Once baby is showing signs of rolling, swaddling should be discontinues.

Red Nose also has the following information (in part) about swaddle suits.(See full article in link below)

wrapping and swaddle products
The material of the wrap or swaddle should not cover the face or head, particular if baby sleeps with arms in different positions. If the item is too big for the baby, some zipped swaddle suits that enclose baby’s hands, have been shown to allow material to cover baby’s face and nose when baby raises their hands above their head during sleep.
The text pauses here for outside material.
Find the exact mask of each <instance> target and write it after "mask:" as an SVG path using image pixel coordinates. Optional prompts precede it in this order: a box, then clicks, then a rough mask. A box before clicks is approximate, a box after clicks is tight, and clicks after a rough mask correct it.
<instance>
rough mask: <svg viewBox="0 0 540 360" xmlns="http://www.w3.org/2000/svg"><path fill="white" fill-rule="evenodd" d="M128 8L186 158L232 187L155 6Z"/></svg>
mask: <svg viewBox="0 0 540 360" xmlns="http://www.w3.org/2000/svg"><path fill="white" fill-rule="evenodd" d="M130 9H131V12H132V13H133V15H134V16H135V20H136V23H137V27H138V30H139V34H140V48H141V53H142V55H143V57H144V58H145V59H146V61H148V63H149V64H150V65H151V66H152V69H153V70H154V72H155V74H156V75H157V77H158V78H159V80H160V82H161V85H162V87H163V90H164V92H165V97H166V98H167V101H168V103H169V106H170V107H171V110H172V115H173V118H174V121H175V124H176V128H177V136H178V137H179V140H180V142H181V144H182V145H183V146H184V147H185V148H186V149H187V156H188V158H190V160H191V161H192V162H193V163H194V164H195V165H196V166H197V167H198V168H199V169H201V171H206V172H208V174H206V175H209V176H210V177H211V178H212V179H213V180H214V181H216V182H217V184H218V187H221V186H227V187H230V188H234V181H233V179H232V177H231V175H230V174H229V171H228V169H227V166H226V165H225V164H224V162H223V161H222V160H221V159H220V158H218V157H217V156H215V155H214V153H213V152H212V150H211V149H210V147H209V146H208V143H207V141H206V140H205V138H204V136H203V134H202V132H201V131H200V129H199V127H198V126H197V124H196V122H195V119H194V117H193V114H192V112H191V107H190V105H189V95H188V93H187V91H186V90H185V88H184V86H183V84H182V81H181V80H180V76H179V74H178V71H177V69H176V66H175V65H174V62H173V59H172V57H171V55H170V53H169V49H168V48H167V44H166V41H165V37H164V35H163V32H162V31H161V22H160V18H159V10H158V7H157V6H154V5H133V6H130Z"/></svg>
All sleeping attire designed to cover the baby’s shoulders should have separate neck and arm holes or should ensure that they do not allow the face covering if the baby was to move their arms in different positions.
Any product that is used as clothing on the baby or in the baby’s sleep environment should not restrict the movement of a baby who is able to roll.
Wrapping should be discontinued as soon as the baby shows the first signs of being able to roll.
Positioning aids that restrict movement of the baby are not recommended and have been associated with infant deaths.

It is important for parents when they are thinking of buying a product for their baby to be able to make the best informed decision based on evidence of product safety. This is crucial for preventing SUDI or other fatal sleeping accidents.

It is often assumed that all nursery products sold in retail stores must be safe, however many products have never been formally tested so it can be difficult to tell what is safe for your child.